What does “Joining” mean? | What fields should I use to join? | Can I join more than once? | How do I know I need to join? | Which dataset do I start with?

What does “Joining” mean?

Joining is a pretty technical term, but we can break it down. When you have data in two different datasets but need aspects from both, you can join the two tables together to get one bigger table. You can also think of this as how you get fields from one dataset into another one.

If you wanted to know the age, race, and housing status of all people associated with active cases, you could join from the people dataset to the case involvement recipients dataset using person_id.

What fields should I use to join?

You should always use an ID field to join 2 datasets. While you can choose other types of fields, we strongly recommend you don’t. It can cause confusion if there are typos or if two values are the same (for example, two people have the same name, and you join using person_name). It is also important to note - just because the same ID is on two different datasets doesn’t mean you can join them. For example, tenant_id is on every dataset. Don’t ever use that to join. You can think about the larger pieces you’re trying to understand to determine what ID to use.

Example: You want to figure out how many people who had intakes now also have active cases. You have a few questions to ask yourself:

What are the IDs available to me in each dataset? Do they match?
1. You can see there are two IDs that are in both datasets.
Of the ones that match, which ones do I need?

This is the second hardest decision after you’ve identified which datasets you need and is the cause of most issues when it comes to joining datasets. The question you should try and ask yourself is, what are the bigger pieces of work I’m trying to join together? In this example, you want to know about intakes in relation to cases involvements. So, while you do have person_id and report_id in common between the datasets, you're focused on learning about which involvements are tied to which intakes.

With these example rows, we need to determine which fields to join on and what happens when we do.

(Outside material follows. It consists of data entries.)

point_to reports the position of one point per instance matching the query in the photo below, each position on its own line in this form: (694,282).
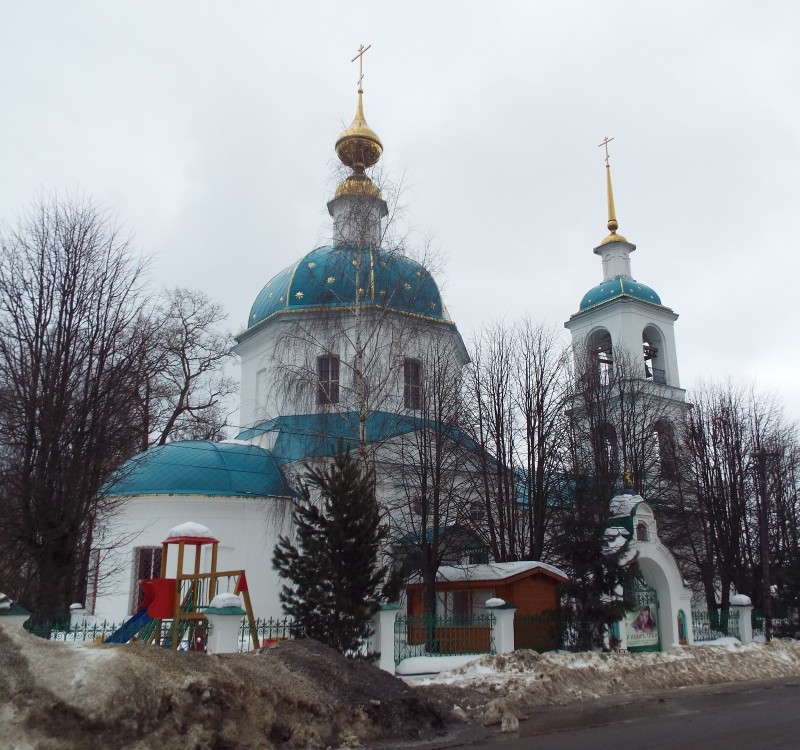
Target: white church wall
(626,321)
(246,528)
(279,361)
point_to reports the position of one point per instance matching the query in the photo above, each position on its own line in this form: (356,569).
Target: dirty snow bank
(526,679)
(299,694)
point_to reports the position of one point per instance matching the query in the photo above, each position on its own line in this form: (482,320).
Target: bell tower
(623,319)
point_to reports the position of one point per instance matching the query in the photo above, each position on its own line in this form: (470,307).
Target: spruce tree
(336,583)
(601,567)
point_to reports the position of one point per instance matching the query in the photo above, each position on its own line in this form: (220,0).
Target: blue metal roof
(328,276)
(615,288)
(200,467)
(303,436)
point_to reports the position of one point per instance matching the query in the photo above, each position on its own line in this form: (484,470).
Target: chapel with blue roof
(333,353)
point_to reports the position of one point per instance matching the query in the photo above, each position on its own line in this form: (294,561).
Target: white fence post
(742,605)
(224,615)
(503,626)
(383,638)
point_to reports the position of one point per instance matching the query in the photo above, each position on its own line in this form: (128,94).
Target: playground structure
(172,610)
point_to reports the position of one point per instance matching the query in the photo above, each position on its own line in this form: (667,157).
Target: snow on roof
(623,505)
(225,600)
(189,529)
(493,571)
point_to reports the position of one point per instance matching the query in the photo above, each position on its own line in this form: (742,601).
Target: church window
(146,565)
(412,383)
(601,361)
(610,448)
(653,354)
(92,581)
(261,387)
(328,379)
(664,442)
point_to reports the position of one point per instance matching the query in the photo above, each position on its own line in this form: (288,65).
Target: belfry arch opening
(664,445)
(654,355)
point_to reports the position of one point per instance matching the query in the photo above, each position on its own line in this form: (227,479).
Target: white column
(383,638)
(742,605)
(224,615)
(503,626)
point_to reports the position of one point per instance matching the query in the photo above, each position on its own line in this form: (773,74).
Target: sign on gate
(641,623)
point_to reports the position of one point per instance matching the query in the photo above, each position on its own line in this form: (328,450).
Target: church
(334,353)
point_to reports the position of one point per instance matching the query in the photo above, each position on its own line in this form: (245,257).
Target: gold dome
(358,146)
(358,184)
(613,237)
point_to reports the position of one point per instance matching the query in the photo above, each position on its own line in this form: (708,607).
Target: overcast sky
(208,129)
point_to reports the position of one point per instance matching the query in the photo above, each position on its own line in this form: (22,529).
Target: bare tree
(717,516)
(185,388)
(428,467)
(517,403)
(70,295)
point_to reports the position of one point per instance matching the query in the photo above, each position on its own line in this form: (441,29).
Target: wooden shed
(464,589)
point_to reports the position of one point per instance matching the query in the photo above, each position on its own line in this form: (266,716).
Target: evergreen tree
(601,568)
(336,582)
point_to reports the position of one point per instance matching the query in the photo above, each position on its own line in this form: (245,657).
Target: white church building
(333,351)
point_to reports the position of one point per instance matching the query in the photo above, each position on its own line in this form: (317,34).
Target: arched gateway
(661,619)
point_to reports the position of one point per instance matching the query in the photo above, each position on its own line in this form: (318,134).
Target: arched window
(654,355)
(328,379)
(664,447)
(600,352)
(610,446)
(412,383)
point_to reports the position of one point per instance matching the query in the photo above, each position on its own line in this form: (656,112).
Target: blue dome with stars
(618,287)
(328,277)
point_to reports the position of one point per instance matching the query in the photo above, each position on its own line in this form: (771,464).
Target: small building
(461,590)
(530,586)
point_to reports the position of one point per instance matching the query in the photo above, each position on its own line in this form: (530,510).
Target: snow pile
(299,694)
(527,679)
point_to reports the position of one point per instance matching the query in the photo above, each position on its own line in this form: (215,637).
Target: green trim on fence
(708,626)
(443,635)
(269,631)
(538,632)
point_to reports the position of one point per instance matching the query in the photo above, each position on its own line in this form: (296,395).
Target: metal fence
(708,626)
(443,635)
(539,632)
(784,624)
(193,635)
(270,631)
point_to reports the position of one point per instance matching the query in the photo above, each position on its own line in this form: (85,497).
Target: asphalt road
(749,716)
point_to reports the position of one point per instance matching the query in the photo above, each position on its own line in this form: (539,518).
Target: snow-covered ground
(63,696)
(527,678)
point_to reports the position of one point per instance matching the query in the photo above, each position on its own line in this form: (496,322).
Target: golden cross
(360,57)
(605,143)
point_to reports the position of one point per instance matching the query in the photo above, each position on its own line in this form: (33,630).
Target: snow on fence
(708,626)
(269,630)
(440,635)
(540,632)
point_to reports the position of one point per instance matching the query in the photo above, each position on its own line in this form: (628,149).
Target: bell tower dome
(623,318)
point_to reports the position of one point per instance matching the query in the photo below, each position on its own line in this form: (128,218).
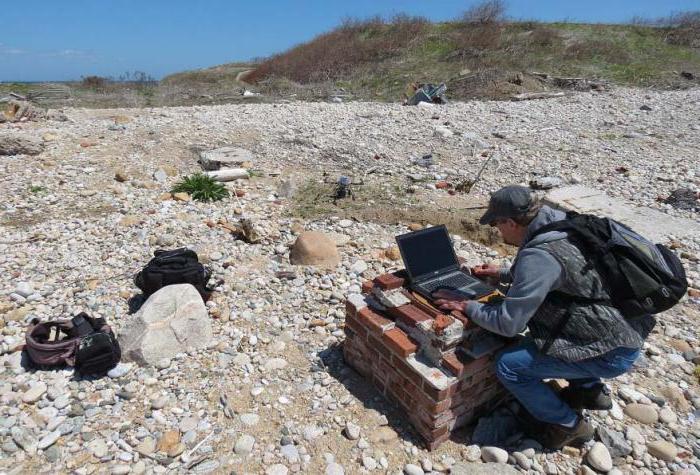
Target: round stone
(471,453)
(412,469)
(334,469)
(244,444)
(599,457)
(642,413)
(352,432)
(276,469)
(663,450)
(494,454)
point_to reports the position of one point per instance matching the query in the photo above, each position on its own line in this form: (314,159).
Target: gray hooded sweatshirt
(550,263)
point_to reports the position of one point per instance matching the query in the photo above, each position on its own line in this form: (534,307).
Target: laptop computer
(431,264)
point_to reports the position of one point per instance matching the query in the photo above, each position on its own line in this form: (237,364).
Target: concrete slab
(648,222)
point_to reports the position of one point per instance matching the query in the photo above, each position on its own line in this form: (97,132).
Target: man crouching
(574,334)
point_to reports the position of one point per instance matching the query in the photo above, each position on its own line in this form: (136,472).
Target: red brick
(472,366)
(434,444)
(441,322)
(460,316)
(373,321)
(406,371)
(378,383)
(354,325)
(350,308)
(389,281)
(452,363)
(435,394)
(409,314)
(398,342)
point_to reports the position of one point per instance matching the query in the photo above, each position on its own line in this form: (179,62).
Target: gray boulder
(173,320)
(13,143)
(225,157)
(476,468)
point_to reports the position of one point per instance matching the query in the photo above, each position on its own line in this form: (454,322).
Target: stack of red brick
(438,368)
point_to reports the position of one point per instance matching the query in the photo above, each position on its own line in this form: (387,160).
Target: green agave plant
(201,188)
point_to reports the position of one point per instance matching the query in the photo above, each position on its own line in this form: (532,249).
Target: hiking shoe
(595,398)
(555,436)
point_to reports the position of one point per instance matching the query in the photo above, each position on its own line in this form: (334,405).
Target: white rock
(359,267)
(274,364)
(49,439)
(334,469)
(412,469)
(244,445)
(250,419)
(599,457)
(120,370)
(34,393)
(173,320)
(276,469)
(494,454)
(24,289)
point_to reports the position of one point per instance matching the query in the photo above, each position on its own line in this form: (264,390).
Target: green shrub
(201,188)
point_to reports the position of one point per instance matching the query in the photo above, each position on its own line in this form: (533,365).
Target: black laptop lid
(427,253)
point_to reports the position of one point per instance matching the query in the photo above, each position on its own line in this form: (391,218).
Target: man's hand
(486,270)
(449,300)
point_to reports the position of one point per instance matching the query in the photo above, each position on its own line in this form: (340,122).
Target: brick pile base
(419,358)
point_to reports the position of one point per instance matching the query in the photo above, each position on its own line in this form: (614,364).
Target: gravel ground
(72,236)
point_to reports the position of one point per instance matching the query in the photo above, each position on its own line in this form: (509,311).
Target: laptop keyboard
(454,281)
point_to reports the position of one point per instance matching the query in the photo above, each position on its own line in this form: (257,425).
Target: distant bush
(682,28)
(488,11)
(96,83)
(333,54)
(592,48)
(474,38)
(545,37)
(201,188)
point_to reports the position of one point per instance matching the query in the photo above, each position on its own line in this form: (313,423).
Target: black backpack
(84,342)
(641,277)
(179,266)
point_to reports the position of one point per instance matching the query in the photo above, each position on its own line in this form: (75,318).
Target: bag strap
(561,324)
(82,325)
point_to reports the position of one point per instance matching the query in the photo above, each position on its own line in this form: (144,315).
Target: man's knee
(512,364)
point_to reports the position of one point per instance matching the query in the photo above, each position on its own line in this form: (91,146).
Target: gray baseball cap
(508,202)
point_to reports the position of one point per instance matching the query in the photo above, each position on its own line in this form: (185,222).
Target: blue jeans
(522,368)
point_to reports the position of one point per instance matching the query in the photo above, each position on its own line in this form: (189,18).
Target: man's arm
(536,274)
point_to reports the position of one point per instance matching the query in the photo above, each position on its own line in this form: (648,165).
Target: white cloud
(8,50)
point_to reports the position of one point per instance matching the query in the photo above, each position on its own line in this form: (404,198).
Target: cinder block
(389,281)
(418,363)
(354,304)
(409,315)
(399,343)
(373,321)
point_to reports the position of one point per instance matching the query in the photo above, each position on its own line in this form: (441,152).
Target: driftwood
(577,84)
(537,95)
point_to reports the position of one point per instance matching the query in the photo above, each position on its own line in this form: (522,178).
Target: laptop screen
(427,251)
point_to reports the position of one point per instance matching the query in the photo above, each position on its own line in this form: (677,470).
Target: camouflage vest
(592,328)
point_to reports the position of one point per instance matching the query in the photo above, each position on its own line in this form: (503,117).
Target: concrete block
(650,223)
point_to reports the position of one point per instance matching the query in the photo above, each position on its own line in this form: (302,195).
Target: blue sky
(66,39)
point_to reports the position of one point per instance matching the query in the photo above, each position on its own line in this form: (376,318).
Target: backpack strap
(82,325)
(572,300)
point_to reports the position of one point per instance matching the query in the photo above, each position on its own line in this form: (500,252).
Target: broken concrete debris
(229,174)
(226,163)
(418,357)
(684,198)
(429,93)
(225,157)
(15,143)
(545,182)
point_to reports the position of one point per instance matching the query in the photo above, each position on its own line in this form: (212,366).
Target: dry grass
(592,49)
(334,54)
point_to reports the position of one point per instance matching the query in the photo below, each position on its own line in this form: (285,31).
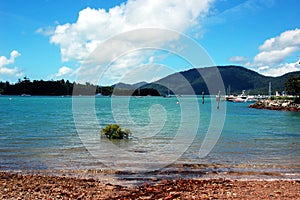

If you join on the person_id, your rows will split, so every intake report will be tied to all the cases where that person is listed - this will give you a table of incorrect information.

Notice that the report_id on the highlighted rows doesn't match, so this means the information is incorrectly mixed up due to the join. The resulting table would tell you that each intake resulted in two cases when we can see from the initial examples that each intake resulted in one case.

When you join on case_id, you will get a table that shows you all the service enrollments and all the information about the cases associated with those service enrollments. This answers your main question about case information in relation to the service enrollments.

Now you can see that the report_ids match on both rows, and the resulting table shows the correct information.

Can I join more than once?

Yes. This is even necessary sometimes when you’re getting more complicated with your data pulls. It is advised that you save each time you join. Don’t forget to save your visualization but also save the entire dashboard.

If you are trying to understand notes in relation to their units of work, for example, you want to know how many notes are assigned to all active cases, you’ll need to join twice.

In this example, you want to count information aggregated by case, so let’s start with the Cases dataset.
Join in the note_resources table using the case_id from cases and join it to the resource_id in the note_resources table. This table has a list of all the notes and what units of work they’re associated with.
Save your report.
Now go back in to edit and do another join from note_resources to Notes using note_id.

How do I know I need to join?

If you see fields in two datasets that you want to see together, then you need to join a dataset. So, you want to see all the people on active cases? That means you want to see People and Cases data together, so that’s a join!

Which dataset do I start with?

This is a great question and more important than you might think. We touched on this above, but you want to start with the dataset you want to aggregate toward. So, if you want to count the number of people assigned to each case, you're going to be counting people and summing those on cases, which means you start with cases.